Thursday, September 20, 2007

The Great 21st Century Problem of Christian Fundamentalism

It is not unusual for me to discover the most insightful interviews and articles at the Asia Times Online. I paste below an excerpt of an interview of James Carroll by Tom Engelhardt. The entire interview is well worth the read.


"TE: People sometimes ask me about Iraq: "Well, what would you do?" It's a question that drives me crazy. I always think: Well, why didn't you ask me back when it mattered? Why didn't you ask me when I could have said, "Don't go in"? So I'm hesitant to ask you, but if you had the power to begin to organize people in some fashion, what first steps would you take to mend this world?

JC:
Let me just say that we've been talking only America here, in part because I think people are attuned to the threat from what's called "Islamic fundamentalism". My own conviction is that a crucial 21st-century problem is going to be Christian fundamentalism. Its global growth is an unnoticed story in the United States. Africa, Latin America, and parts of Asia are now absolutely on fire with zealous belief in the saving power of Jesus, in the most intolerant of ways. A religious ideology that affirms the salvific power of violence is taking hold. It denigrates people who are not part of the saved community, permitting discrimination, and ultimately violence. Hundreds of millions of people are embracing this kind of Christianity.

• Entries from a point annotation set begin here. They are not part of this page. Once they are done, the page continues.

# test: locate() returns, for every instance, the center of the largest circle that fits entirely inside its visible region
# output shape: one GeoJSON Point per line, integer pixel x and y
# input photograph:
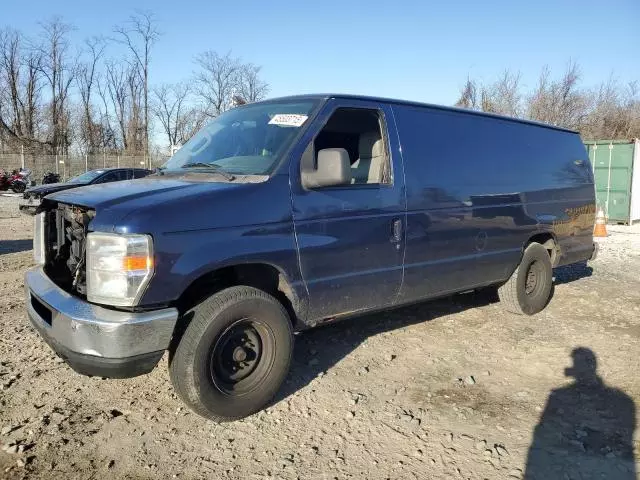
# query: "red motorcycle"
{"type": "Point", "coordinates": [16, 181]}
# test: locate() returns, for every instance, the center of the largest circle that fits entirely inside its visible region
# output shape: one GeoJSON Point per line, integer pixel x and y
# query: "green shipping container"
{"type": "Point", "coordinates": [616, 168]}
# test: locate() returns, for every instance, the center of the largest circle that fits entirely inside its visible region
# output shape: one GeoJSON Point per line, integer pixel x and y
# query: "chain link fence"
{"type": "Point", "coordinates": [68, 166]}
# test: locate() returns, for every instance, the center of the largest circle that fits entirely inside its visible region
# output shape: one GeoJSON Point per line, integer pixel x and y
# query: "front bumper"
{"type": "Point", "coordinates": [95, 340]}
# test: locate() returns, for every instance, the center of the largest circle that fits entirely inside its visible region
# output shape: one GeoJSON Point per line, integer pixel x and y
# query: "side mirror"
{"type": "Point", "coordinates": [334, 168]}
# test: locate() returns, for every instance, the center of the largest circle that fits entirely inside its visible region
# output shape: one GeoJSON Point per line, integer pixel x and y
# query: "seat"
{"type": "Point", "coordinates": [368, 167]}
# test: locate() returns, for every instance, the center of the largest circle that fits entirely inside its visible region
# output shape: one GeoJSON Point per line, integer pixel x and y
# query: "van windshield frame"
{"type": "Point", "coordinates": [247, 140]}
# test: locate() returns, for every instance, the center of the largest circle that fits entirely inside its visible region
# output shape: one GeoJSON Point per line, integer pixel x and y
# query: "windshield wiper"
{"type": "Point", "coordinates": [228, 176]}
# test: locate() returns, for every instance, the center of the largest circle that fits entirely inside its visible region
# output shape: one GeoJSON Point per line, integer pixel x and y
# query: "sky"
{"type": "Point", "coordinates": [418, 50]}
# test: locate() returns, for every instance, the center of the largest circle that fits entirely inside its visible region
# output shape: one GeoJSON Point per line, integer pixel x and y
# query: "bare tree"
{"type": "Point", "coordinates": [116, 88]}
{"type": "Point", "coordinates": [139, 35]}
{"type": "Point", "coordinates": [220, 77]}
{"type": "Point", "coordinates": [216, 81]}
{"type": "Point", "coordinates": [172, 109]}
{"type": "Point", "coordinates": [468, 96]}
{"type": "Point", "coordinates": [19, 89]}
{"type": "Point", "coordinates": [58, 70]}
{"type": "Point", "coordinates": [559, 102]}
{"type": "Point", "coordinates": [86, 79]}
{"type": "Point", "coordinates": [503, 96]}
{"type": "Point", "coordinates": [251, 87]}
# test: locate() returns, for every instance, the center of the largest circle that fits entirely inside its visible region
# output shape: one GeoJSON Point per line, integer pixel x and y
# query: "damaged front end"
{"type": "Point", "coordinates": [65, 229]}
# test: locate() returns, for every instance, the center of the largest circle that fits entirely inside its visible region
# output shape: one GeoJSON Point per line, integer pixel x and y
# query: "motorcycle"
{"type": "Point", "coordinates": [50, 177]}
{"type": "Point", "coordinates": [16, 181]}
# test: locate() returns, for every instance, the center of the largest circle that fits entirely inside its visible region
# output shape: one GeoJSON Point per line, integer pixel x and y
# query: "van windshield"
{"type": "Point", "coordinates": [247, 140]}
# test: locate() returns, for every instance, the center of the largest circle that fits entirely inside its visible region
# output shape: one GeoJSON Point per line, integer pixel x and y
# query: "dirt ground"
{"type": "Point", "coordinates": [455, 388]}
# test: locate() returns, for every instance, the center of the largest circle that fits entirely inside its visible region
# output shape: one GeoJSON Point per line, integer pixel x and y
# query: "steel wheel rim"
{"type": "Point", "coordinates": [242, 357]}
{"type": "Point", "coordinates": [533, 279]}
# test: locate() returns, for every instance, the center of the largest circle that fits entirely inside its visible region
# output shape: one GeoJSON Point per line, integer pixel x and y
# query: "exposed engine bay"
{"type": "Point", "coordinates": [65, 242]}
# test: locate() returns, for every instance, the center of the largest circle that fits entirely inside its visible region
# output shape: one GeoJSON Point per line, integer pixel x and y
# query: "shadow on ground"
{"type": "Point", "coordinates": [335, 341]}
{"type": "Point", "coordinates": [13, 246]}
{"type": "Point", "coordinates": [571, 273]}
{"type": "Point", "coordinates": [586, 429]}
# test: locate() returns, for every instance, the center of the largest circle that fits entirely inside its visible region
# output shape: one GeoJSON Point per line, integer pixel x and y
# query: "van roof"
{"type": "Point", "coordinates": [327, 96]}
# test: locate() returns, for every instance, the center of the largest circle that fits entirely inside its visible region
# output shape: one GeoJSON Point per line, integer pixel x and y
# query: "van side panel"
{"type": "Point", "coordinates": [478, 188]}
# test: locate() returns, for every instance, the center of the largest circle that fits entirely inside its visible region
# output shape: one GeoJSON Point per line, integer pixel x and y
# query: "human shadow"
{"type": "Point", "coordinates": [571, 273]}
{"type": "Point", "coordinates": [586, 429]}
{"type": "Point", "coordinates": [13, 246]}
{"type": "Point", "coordinates": [318, 349]}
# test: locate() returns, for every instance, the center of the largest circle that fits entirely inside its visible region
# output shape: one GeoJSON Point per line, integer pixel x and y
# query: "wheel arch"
{"type": "Point", "coordinates": [261, 275]}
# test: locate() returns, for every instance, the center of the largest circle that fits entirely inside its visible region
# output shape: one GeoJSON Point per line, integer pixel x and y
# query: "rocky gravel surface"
{"type": "Point", "coordinates": [455, 388]}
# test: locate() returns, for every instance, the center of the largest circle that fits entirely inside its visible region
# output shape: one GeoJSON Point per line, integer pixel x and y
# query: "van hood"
{"type": "Point", "coordinates": [167, 203]}
{"type": "Point", "coordinates": [152, 189]}
{"type": "Point", "coordinates": [46, 189]}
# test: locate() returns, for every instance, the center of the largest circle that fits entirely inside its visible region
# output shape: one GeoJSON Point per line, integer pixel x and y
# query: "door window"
{"type": "Point", "coordinates": [360, 132]}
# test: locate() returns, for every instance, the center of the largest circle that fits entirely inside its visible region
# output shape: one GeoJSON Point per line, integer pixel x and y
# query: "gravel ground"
{"type": "Point", "coordinates": [455, 388]}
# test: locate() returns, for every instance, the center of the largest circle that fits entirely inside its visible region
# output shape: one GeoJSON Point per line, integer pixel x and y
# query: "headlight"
{"type": "Point", "coordinates": [119, 267]}
{"type": "Point", "coordinates": [38, 239]}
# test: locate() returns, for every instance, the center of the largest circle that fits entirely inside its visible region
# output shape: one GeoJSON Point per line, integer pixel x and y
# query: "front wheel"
{"type": "Point", "coordinates": [234, 354]}
{"type": "Point", "coordinates": [528, 290]}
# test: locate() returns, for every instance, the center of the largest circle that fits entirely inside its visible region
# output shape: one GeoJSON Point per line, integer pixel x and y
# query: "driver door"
{"type": "Point", "coordinates": [351, 237]}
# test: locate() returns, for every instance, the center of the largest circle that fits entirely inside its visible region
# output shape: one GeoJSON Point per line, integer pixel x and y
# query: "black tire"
{"type": "Point", "coordinates": [234, 354]}
{"type": "Point", "coordinates": [529, 288]}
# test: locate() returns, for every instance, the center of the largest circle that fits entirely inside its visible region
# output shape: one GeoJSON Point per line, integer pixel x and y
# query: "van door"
{"type": "Point", "coordinates": [351, 237]}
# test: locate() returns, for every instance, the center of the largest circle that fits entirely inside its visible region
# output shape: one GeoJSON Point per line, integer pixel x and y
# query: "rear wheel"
{"type": "Point", "coordinates": [234, 354]}
{"type": "Point", "coordinates": [528, 290]}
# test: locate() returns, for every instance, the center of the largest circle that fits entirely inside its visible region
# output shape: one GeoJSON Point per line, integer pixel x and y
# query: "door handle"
{"type": "Point", "coordinates": [396, 231]}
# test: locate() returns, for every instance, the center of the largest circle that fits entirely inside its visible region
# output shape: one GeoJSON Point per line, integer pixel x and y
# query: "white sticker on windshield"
{"type": "Point", "coordinates": [288, 119]}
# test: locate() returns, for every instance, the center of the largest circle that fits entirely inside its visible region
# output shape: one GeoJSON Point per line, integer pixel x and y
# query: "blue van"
{"type": "Point", "coordinates": [289, 213]}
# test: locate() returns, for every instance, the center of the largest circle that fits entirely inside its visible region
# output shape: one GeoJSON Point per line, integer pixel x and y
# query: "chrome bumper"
{"type": "Point", "coordinates": [72, 326]}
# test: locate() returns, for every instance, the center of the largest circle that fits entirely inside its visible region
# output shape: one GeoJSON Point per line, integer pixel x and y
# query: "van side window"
{"type": "Point", "coordinates": [360, 133]}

So what am I doing? I'm a Christian. I'm raising this alarm from within the community. That's why I believe, as a Roman Catholic, that my own tradition must be rescued from its current temptation to fundamentalism. There are a billion Catholics in the world. For all its problems, Roman Catholicism has reckoned with the Enlightenment, has accepted the scientific world view, has no argument with evolution, has learned to read the Bible in metaphoric ways, as opposed to literal ones. Today we have a fundamentalist pope, but he rules from the margin. It's hugely important that the Catholic tradition not go fundamentalist.

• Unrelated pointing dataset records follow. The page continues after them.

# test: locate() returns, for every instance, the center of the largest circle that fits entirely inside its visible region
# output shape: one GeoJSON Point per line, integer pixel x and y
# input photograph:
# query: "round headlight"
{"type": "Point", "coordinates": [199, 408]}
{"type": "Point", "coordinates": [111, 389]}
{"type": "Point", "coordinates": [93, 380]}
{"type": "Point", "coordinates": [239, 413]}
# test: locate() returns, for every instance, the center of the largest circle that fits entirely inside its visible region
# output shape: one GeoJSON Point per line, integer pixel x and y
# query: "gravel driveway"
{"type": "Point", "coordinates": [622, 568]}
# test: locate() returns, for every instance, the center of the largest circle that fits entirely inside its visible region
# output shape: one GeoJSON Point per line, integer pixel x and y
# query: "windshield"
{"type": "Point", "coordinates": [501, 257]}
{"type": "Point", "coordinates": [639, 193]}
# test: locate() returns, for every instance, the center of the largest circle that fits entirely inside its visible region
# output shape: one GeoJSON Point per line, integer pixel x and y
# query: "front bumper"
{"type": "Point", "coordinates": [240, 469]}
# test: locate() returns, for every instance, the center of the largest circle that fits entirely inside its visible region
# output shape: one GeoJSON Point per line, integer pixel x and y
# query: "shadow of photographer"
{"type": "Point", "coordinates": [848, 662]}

You ask me what I would do. I think, for one thing, that believing people, whether Jews, Muslims or Christians, need to affirm the importance of pluralism, respect for the other, and modesty about religious claims. I could be a Jew sitting in Jerusalem and offer exactly the same argument about the Jewish zealots making claims on land in the name of God. So Jewish zealotry, Muslim zealotry, Christian zealotry, all three empowered lately, all three armed to the teeth. That's what's really terrifying - and, in the world of weapons of mass destruction, it's not that hard to get armed to the teeth.

So here's a message addressed to the participants in the Tomdispatch community who may have a religious interest: embrace it. Fight for it. Fight for a post-Enlightenment, post-modern, intelligent approach to religion. Don't surrender religion to the wackos.

If the wackos take over religion, they're going to take over state power, and the world won't survive the 21st century. And the United States of America has been at the center of this. When George W Bush launched his war in the name of God ... even more, when this nation took the September 11 assaults as a religious war, Muslims attacking us good, virtuous - we didn't call ourselves Christians, but we were an inch away from it - that's when we began to make our part of this mistake.

TE: And we should have taken it as ...?

JC: A savage crime. Think of al-Qaeda as the Mafia. When the Mafia blows up a distillery and kills 18 people in the neighborhood as part of a turf war, or goes after a hardware dealer who doesn't pay protection money and paralyzes the neighborhood with fear, or when the Mafia takes over a whole region of a nation, as it did in Italy for most of the 20th century, fight back; but fight back against the criminal network with a massive act of law enforcement the way the Italian government did.

It took the Italian government 50 years to break the Mafia's hold over Sicily, and they still have to keep fighting. But they never declared war on Sicily. They never went in and bombed Sicily. They gave their judges and police inspectors and detectives body armor and they went after the Mafia hitmen with highly armed SWAT [special weapons and tactics] teams. I'm not talking about pacifism here. But keep religious ideology out of this. And keep the language of war out, too.

You know, only in going to war do humans feel the need to appeal to God. There's no "God with us" on the belt buckles of cops. God gets invoked in war, because it's a much more extreme state of the human condition. War always brings you very quickly to the point of "us or them".

When somebody comes at you with a savage act of violence, go back at them with your best, most heavily armed cops. Don't go to war against them. It's a very basic idea. It can't be emphasized enough. We're going to have another terrorist attack in this country. It's crucially important that, however horrendous, it be treated as a crime - not an act of war."